Laura Brown, vice provost for undergraduate education, said the award’s goal was to find a distinguished faculty member to work with the Center for Teaching Excellence and University faculty to explore new ideas and opportunities for teaching on campus.

“[The award is] a brand new program, so we’ll be designing from scratch,” Harris-Warrick said. “I’m really honored and I will take the responsibility seriously and put a lot of work in.”

“I want to take advantage of the outstanding teachers and enlist them,” he said. “Cornell gives out Weiss awards every year, so I want to get people together who have won to come up with new ideas,” he said, referencing awards given for distinguished undergraduate teaching.

Harris-Warrick also wants to work toward designing programs for new assistant professors at the University. “Most are only trained in research, not teaching, so I want to come up with ways to give them some tricks of the trade and teach them methods that are effective for Cornell students,” he said.

“We’ve also talked about other options, like translating successful teaching methods across subjects,” Brown said.
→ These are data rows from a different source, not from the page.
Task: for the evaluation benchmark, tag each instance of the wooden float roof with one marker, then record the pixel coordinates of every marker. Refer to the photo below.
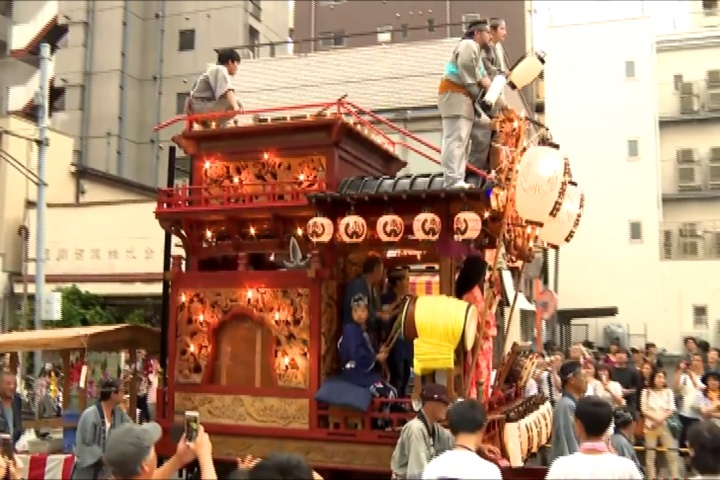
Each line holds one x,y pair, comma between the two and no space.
425,185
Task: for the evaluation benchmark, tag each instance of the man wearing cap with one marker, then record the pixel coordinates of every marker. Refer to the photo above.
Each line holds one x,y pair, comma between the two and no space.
130,453
94,427
422,437
461,86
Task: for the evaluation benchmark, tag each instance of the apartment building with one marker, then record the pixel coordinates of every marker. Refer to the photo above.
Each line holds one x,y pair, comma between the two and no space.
119,67
688,85
332,24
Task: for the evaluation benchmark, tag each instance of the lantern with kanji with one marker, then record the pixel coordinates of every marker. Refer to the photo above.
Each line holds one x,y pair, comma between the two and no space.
353,229
390,228
427,226
320,229
561,229
467,226
543,175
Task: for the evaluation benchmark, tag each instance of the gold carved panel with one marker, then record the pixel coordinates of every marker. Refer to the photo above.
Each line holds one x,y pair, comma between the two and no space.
272,337
246,410
325,453
253,176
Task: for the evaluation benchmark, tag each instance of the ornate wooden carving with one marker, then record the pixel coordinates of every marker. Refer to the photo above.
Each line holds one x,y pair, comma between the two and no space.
341,455
283,313
329,329
245,410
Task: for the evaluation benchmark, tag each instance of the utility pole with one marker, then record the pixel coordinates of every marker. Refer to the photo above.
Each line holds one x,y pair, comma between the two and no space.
43,111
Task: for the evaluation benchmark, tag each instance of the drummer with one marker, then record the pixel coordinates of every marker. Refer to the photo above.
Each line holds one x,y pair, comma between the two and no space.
401,354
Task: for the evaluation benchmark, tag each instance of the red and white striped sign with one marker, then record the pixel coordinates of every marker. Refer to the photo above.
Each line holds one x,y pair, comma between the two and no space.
46,467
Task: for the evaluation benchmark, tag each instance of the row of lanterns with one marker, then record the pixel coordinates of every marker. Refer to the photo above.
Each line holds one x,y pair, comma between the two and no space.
546,196
426,226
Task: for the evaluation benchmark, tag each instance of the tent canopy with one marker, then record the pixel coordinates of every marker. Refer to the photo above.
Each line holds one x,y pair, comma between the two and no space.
104,338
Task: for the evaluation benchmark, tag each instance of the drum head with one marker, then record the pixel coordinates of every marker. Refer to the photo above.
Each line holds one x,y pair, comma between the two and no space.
471,325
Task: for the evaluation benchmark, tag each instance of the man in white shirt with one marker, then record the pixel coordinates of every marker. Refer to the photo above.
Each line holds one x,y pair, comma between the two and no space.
593,460
466,420
687,386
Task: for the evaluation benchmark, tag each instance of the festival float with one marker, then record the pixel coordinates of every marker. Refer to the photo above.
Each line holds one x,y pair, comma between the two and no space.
281,209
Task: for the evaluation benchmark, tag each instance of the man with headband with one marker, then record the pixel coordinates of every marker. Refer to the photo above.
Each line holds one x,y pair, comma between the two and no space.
94,427
462,84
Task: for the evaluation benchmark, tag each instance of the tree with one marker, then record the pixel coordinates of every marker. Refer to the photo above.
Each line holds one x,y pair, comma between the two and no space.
82,308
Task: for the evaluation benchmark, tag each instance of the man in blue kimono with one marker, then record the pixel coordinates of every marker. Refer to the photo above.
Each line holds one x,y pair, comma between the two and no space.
563,440
11,412
372,274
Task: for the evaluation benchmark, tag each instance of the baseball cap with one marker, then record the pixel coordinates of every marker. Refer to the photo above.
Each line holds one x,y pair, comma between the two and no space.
434,392
128,446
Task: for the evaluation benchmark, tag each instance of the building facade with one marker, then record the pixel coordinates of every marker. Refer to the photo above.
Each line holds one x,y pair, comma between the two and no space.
332,24
119,67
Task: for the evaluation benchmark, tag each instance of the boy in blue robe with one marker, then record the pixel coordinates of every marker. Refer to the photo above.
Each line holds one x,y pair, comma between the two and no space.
357,354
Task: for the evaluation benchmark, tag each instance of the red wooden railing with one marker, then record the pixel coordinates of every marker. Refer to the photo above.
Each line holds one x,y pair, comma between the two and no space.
244,195
363,119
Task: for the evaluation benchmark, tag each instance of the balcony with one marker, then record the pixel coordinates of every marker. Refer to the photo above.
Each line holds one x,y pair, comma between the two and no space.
215,199
689,100
690,176
690,240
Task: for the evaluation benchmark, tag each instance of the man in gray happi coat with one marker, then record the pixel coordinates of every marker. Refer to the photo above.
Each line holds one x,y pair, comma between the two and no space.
213,90
95,425
463,124
422,438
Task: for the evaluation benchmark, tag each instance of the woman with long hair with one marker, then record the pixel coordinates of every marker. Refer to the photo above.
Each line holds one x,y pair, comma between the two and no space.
657,404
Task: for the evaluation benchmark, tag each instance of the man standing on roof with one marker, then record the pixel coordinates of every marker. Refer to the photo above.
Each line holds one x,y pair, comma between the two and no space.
462,84
213,90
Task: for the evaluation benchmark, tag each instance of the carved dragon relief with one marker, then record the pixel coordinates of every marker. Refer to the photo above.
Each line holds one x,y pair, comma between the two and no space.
285,313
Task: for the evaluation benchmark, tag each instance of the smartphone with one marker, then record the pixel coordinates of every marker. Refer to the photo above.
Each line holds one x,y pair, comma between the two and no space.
6,447
192,425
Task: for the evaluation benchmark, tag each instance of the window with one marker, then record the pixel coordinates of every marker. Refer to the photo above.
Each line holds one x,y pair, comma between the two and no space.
633,149
468,18
700,319
385,34
635,231
677,81
186,40
180,102
256,10
710,8
333,39
629,69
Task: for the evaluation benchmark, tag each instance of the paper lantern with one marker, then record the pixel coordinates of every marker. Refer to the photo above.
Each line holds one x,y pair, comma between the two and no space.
390,228
353,229
543,175
526,70
426,226
561,229
467,226
320,229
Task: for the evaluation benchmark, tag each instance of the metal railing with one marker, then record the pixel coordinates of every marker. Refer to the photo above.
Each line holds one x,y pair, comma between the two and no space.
694,176
690,240
688,99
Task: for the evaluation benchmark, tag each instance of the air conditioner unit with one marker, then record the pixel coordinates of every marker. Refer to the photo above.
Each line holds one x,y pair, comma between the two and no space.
384,37
689,248
688,178
714,101
714,175
685,155
713,79
714,154
689,104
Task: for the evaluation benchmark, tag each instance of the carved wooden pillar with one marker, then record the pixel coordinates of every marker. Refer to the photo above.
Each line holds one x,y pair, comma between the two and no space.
242,262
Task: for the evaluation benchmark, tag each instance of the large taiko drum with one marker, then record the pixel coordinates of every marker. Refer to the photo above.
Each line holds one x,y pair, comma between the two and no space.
409,312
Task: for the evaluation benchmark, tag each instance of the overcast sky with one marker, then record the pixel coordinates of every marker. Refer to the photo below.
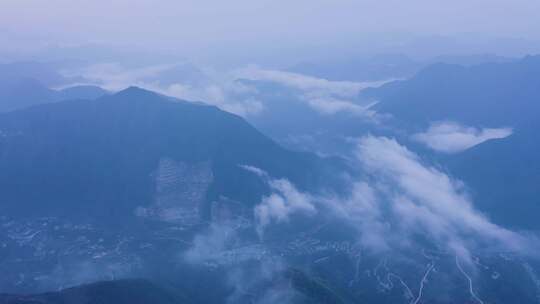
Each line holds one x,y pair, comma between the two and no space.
192,25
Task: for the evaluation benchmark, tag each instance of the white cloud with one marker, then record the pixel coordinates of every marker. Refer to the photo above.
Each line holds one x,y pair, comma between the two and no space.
324,96
285,201
451,137
418,199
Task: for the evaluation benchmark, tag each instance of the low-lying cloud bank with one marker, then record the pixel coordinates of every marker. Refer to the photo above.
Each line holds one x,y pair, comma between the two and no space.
451,137
399,201
222,89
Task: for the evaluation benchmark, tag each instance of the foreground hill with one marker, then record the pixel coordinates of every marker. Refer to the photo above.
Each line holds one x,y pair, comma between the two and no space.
137,152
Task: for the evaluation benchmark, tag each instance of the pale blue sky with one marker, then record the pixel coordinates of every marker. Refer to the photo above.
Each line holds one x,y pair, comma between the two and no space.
192,26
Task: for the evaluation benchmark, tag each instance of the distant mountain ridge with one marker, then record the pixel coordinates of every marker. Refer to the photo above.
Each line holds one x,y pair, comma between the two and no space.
107,157
504,174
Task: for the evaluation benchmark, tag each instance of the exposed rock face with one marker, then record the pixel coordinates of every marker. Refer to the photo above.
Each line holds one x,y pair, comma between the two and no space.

This means seeing if methods that successfully engage students in biology are just as effective for history teachers. “These are the kinds of things that we don’t often think about.”

“It’s easy to think about an artist being creative. It should be just as easy for an engineer, or a scientist, or a historian,” Harris-Warrick said.
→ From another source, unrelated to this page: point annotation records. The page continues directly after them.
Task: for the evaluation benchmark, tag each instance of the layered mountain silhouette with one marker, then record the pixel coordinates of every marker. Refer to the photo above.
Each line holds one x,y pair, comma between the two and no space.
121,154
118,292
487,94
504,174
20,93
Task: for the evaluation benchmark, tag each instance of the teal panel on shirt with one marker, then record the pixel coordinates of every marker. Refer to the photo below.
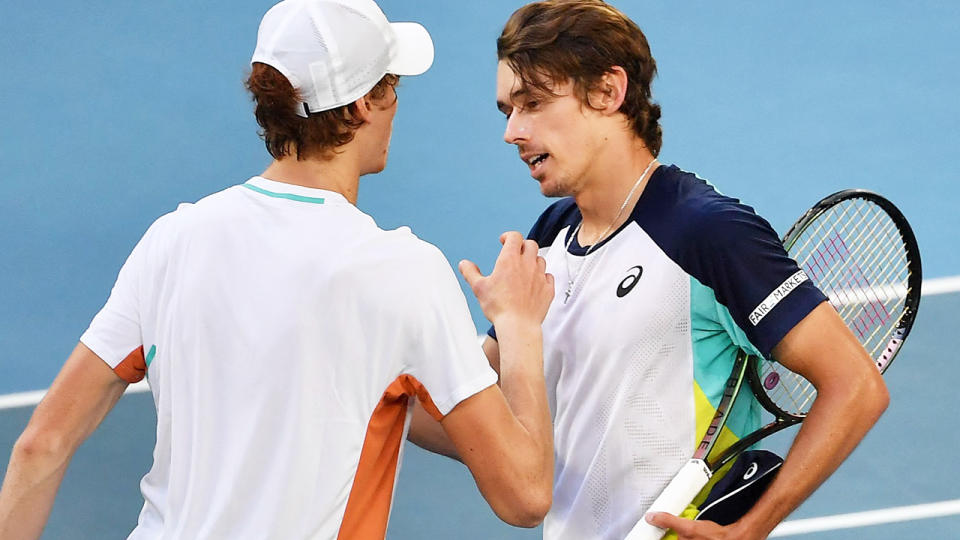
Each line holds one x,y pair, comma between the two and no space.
716,340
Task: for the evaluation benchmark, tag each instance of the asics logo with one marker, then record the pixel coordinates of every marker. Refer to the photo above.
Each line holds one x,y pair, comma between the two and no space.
629,282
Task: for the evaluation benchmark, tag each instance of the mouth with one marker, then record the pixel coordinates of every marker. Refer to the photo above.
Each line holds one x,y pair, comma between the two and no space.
535,162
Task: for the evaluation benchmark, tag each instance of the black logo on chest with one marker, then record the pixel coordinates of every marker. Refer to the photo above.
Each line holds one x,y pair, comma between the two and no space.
629,282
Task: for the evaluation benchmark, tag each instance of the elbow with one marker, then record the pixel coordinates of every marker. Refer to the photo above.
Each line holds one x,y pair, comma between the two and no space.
41,448
881,395
528,507
872,396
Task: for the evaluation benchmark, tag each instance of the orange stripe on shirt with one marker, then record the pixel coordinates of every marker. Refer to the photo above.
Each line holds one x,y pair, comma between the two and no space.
368,507
133,367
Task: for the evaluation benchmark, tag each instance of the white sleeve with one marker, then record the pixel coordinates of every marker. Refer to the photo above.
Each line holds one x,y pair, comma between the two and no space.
115,332
447,358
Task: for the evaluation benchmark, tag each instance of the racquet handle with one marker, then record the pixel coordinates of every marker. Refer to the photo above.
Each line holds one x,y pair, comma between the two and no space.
674,498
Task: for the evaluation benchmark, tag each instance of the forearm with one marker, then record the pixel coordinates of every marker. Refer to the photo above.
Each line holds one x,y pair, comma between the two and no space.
837,422
33,477
523,386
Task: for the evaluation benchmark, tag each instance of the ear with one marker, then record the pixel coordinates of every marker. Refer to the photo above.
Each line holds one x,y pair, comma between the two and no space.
610,91
362,108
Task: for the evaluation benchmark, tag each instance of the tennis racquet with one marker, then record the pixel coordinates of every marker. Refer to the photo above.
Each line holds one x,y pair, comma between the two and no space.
859,250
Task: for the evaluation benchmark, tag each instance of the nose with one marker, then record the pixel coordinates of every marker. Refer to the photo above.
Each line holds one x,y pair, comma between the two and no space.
516,130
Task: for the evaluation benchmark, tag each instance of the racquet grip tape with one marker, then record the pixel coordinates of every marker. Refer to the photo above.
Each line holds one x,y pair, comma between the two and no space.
674,499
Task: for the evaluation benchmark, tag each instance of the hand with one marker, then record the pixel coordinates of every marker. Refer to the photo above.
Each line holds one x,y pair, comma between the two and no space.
518,290
688,529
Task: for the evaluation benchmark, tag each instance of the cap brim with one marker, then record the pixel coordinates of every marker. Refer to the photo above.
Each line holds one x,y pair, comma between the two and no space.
414,49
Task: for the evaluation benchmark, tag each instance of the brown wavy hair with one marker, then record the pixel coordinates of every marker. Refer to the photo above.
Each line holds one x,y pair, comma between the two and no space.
285,133
551,42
According to Harris-Warrick, the focus is on improving ways of active learning, not just rote memorization.

Harris-Warrick has been teaching at Cornell since 1980, and has been recognized for implementing these ideas in his classes. He was a Weiss presidential fellow in 2008, and has received awards such as the SUNY Chancellor’s Award for Excellence in Teaching and the College of Agriculture and Life Sciences’ Edgerton Career Teaching Award.

He currently teaches Neurobiology and Behavior 2220: Introduction to Neurobiology, as well as an upper-level course on drugs and the brain, which deals with the effects of psychoactive drugs, such as cocaine, heroin, LSD, alcohol and marijuana.

“Every week I present my students with a problem in neuropharmacology that no one has answered. The hope is that students end up becoming active creators of ideas,” Harris-Warrick said.

He wants to do this in every class across the University.

“A lot of professors at Cornell really love to teach. It’s a dirty secret at a research university, that some enjoy teaching more,” he said. “It would be nice if at the end, people didn’t mind saying it out loud.”